Twin Peaks Still Ascending after Wild OnionCourtesy of

Seconds after Twin Peaks‘ sophomore album begins, you know this band can put on a wild live show. It comes at you hard, raw. The tracks have high energy, penetration, and confidence. The recording quality sounds slightly fuzzy with a warehouse quality — solid, but you sense that it’s impossible to truly “record” this band, they have to be experienced live.
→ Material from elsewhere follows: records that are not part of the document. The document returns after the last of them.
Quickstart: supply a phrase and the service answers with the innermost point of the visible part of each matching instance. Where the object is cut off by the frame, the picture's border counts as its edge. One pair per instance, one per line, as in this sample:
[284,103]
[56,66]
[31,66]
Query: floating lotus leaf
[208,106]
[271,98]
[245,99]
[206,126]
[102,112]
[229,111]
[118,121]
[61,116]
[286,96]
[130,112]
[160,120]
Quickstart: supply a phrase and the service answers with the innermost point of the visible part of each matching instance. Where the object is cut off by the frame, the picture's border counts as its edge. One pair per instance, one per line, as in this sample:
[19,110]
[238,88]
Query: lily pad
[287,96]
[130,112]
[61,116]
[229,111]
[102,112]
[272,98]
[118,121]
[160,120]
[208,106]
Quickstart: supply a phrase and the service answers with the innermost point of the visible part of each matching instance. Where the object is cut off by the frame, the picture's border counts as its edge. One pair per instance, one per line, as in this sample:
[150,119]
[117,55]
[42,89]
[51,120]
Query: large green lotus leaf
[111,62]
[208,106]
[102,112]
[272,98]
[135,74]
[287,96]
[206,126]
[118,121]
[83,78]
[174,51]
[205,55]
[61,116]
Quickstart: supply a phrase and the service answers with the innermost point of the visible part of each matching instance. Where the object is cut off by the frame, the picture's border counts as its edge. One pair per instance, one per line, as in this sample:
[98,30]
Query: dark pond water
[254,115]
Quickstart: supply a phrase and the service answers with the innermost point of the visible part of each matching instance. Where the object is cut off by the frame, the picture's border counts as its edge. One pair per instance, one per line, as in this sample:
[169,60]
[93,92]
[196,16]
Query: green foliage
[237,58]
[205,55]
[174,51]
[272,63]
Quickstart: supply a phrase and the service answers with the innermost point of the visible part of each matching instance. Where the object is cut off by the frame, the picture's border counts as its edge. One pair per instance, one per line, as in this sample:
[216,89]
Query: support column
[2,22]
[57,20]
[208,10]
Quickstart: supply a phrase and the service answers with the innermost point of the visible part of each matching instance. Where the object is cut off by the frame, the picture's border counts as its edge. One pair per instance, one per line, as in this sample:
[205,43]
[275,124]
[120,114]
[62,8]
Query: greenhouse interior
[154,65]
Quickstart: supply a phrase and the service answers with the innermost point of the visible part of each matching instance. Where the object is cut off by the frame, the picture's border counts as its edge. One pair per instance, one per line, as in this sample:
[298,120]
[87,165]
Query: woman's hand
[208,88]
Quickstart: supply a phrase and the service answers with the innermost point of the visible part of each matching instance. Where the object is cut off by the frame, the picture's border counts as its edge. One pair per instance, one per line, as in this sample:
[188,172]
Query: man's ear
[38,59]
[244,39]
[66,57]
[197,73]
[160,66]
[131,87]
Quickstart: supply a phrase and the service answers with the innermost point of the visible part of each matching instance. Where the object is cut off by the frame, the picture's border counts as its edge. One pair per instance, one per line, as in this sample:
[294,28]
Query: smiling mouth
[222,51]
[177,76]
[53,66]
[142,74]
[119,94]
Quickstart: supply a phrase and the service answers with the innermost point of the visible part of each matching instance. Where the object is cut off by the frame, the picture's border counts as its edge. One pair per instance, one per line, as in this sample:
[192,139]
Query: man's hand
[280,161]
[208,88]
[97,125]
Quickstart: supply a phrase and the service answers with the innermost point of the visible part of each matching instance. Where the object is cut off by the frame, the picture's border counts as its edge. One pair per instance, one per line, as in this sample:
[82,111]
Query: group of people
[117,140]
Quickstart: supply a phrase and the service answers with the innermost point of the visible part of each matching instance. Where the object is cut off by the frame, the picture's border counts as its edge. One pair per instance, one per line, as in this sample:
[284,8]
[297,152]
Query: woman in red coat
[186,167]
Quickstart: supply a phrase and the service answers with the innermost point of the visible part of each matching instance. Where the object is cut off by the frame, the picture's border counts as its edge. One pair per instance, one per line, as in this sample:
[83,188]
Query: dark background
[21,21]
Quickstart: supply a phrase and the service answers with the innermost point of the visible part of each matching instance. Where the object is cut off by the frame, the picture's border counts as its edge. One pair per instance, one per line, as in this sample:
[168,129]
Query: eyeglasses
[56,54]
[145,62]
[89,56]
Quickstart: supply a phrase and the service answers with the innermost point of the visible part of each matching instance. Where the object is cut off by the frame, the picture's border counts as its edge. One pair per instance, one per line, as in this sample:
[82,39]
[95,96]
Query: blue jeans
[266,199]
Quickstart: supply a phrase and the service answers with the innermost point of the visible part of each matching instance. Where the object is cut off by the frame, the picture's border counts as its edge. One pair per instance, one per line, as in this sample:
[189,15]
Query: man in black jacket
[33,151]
Hailing from Chicago, the almost-legal members of Twin Peaks have youth. For the most part, they don’t try and run away from this, but embrace it. The sounds have a carefree, effortless quality that only a group of barely-twenty years old musicians can capture. The album takes nonsensical “artsy” instrumental detours — the kind of weird flourish you might’ve found fascinating at age twenty. When the album fails, it even fails in a youthful way — over-ambition. For the most part, though, this youthfulness lends the album charm.

One song truly transcends, “Making Breakfast“. An album needs a transcendent track or two to hook listeners, and “Making Breakfast” succeeds in that task. The song has looseness and shows great musical sensibility. The chorus features a bizarre harmony where one of the vocals evokes a talky Lou Reed and the other has the sweet coarse energy of Mick Jagger. Importantly, this inspiration doesn’t slip into mimicry and Twin Peaks successfully channels their influences without losing themselves. In the digital age, it’s refreshing to hear a band with some of the old magic.

The album has certain flaws and moments where it misses. A fine line separates inspiration from imitation, and Twin Peaks crosses both sides of the line. Wild Onion shows the band taking on many of the giants of the sixties — Lou Reed, Rolling Stones, the Beatles, the Beach Boys. At times this experimentation seems forced and showy — “Look what we can do”. The band’s diversity is admirable, but it often feels intellectually planned and inorganic. Thus, the album sometimes feels inauthentic. Better would be diversity that comes naturally, unplanned, and unforced.

Nonetheless, it’s helpful to remember their youth. The misses seem minor in that backdrop. Twin Peaks has emerged as a hot-button band, and this album does more than enough to maintain their ascendance.